Reading in Parallel

The file reader operators in DataFlow are able to perform parallel reads of the source files. When reading in parallel, each partition of the graph will process part of the file. A file split (or more commonly split) is a contiguous segment of a data file, spanning a range of bytes. DataFlow performs parallel reads by breaking files into a number of splits and assigning them to different partitions. Each partition parses the data contained within the split, resulting in the records of the file being spread across all partitions.

This concept of splits is the same as found in Hadoop. As in Map/Reduce, locality information can be used to improve performance, assigning splits to partitions with local access. When running DataFlow against HDFS, the engine will take the locality of splits into consideration when assigning them to partitions.

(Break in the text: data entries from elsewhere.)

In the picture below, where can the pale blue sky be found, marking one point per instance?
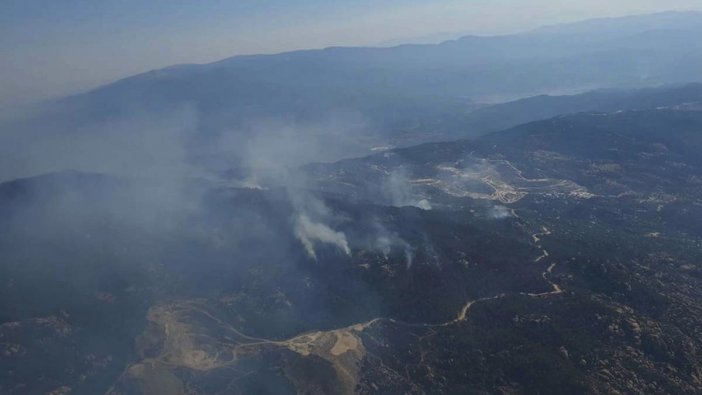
(54, 47)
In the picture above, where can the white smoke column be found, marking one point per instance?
(398, 189)
(386, 240)
(499, 212)
(309, 233)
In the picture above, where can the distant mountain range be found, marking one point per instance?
(344, 101)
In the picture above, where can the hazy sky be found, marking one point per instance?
(55, 47)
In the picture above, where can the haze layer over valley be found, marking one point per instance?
(509, 214)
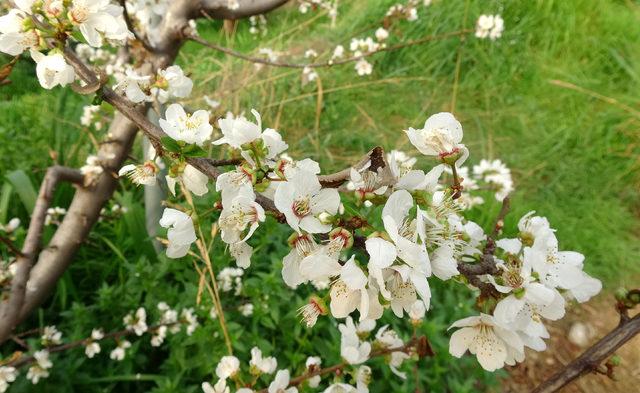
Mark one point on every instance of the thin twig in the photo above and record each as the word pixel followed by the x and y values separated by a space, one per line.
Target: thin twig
pixel 419 345
pixel 28 359
pixel 592 357
pixel 329 63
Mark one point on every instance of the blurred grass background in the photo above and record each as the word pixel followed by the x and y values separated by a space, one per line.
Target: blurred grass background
pixel 574 155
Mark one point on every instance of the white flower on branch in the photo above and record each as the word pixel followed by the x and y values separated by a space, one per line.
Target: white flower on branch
pixel 241 213
pixel 193 180
pixel 302 246
pixel 407 244
pixel 340 388
pixel 51 336
pixel 280 383
pixel 188 318
pixel 382 34
pixel 350 292
pixel 302 199
pixel 262 365
pixel 417 311
pixel 136 322
pixel 144 174
pixel 181 232
pixel 120 351
pixel 481 336
pixel 489 26
pixel 219 387
pixel 40 369
pixel 241 252
pixel 240 133
pixel 227 367
pixel 246 310
pixel 171 83
pixel 93 347
pixel 402 170
pixel 52 70
pixel 363 67
pixel 7 375
pixel 98 20
pixel 441 137
pixel 352 350
pixel 14 39
pixel 497 175
pixel 134 86
pixel 188 128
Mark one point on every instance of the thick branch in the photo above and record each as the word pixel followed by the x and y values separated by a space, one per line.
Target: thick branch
pixel 10 310
pixel 328 63
pixel 592 357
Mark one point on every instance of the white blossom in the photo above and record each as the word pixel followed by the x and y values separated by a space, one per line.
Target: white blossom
pixel 363 67
pixel 490 26
pixel 301 199
pixel 280 383
pixel 51 336
pixel 193 180
pixel 8 374
pixel 40 369
pixel 93 347
pixel 119 352
pixel 352 350
pixel 144 174
pixel 219 387
pixel 227 367
pixel 493 346
pixel 172 83
pixel 441 137
pixel 52 70
pixel 136 322
pixel 260 364
pixel 188 128
pixel 98 19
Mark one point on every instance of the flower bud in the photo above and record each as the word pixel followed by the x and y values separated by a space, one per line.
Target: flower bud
pixel 344 235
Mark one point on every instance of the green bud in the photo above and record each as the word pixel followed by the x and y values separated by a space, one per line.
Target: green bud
pixel 262 186
pixel 621 294
pixel 615 360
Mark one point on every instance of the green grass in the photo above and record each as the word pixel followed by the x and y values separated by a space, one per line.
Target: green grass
pixel 574 157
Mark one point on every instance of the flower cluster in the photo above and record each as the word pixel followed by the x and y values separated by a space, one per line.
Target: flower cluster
pixel 356 347
pixel 32 23
pixel 534 279
pixel 422 234
pixel 135 323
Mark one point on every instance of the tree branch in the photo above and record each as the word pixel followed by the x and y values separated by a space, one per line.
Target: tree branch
pixel 23 360
pixel 418 344
pixel 10 310
pixel 592 357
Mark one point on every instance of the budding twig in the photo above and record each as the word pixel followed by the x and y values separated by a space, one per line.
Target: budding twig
pixel 22 360
pixel 420 345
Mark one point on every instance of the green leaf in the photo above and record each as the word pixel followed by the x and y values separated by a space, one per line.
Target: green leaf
pixel 194 151
pixel 24 188
pixel 5 197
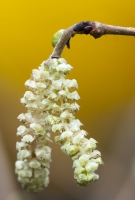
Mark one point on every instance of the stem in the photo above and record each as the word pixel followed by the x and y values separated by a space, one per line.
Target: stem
pixel 96 29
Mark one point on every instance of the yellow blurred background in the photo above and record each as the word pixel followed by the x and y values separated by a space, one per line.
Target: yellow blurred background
pixel 105 71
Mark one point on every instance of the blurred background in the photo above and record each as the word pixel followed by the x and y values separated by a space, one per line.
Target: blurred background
pixel 105 71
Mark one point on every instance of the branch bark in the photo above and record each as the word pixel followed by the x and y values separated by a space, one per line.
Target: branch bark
pixel 96 29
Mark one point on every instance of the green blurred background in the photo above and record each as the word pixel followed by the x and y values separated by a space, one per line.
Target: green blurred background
pixel 105 71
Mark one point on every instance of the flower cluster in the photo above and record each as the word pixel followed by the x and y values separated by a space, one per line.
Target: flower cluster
pixel 51 107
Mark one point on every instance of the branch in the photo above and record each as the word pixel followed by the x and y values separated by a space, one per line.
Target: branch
pixel 96 29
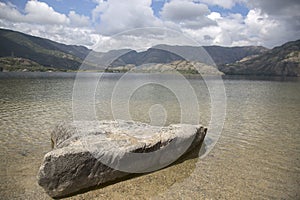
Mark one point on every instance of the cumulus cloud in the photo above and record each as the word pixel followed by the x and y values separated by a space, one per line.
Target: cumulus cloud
pixel 222 3
pixel 186 14
pixel 114 16
pixel 78 20
pixel 35 12
pixel 268 22
pixel 40 12
pixel 40 19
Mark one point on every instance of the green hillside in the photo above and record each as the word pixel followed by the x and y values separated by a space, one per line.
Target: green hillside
pixel 42 51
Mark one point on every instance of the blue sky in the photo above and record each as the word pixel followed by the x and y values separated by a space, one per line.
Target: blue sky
pixel 210 22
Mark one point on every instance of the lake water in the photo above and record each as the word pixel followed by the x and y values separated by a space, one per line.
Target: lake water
pixel 256 157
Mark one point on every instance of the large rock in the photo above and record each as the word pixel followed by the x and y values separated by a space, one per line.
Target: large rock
pixel 87 154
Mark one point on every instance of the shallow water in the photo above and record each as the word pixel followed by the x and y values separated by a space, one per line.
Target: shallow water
pixel 257 155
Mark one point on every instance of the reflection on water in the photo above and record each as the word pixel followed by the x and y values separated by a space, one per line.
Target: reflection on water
pixel 257 156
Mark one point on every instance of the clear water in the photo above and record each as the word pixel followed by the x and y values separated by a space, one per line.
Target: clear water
pixel 256 157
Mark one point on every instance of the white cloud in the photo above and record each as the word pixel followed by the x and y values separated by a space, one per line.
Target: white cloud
pixel 222 3
pixel 268 23
pixel 40 12
pixel 78 20
pixel 114 16
pixel 41 20
pixel 186 14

This parallel read ability may sometimes be disabled. This could happen for a number of reasons, including at the request of the user. In this case, instead of assigning splits to partitions, DataFlow will assign files to partitions. Thus, when reading a number of files, at least file-level parallelism can still be achieved.

Most compression formats cannot be arbitrarily divided into pieces, but instead must be read from the beginning of the file (or some format-specific blocking boundary). If a source file is compressed, DataFlow will not parallelize the file; the file will be treated as a single split. Note, however, if multiple files are being read, the individual files are read concurrently.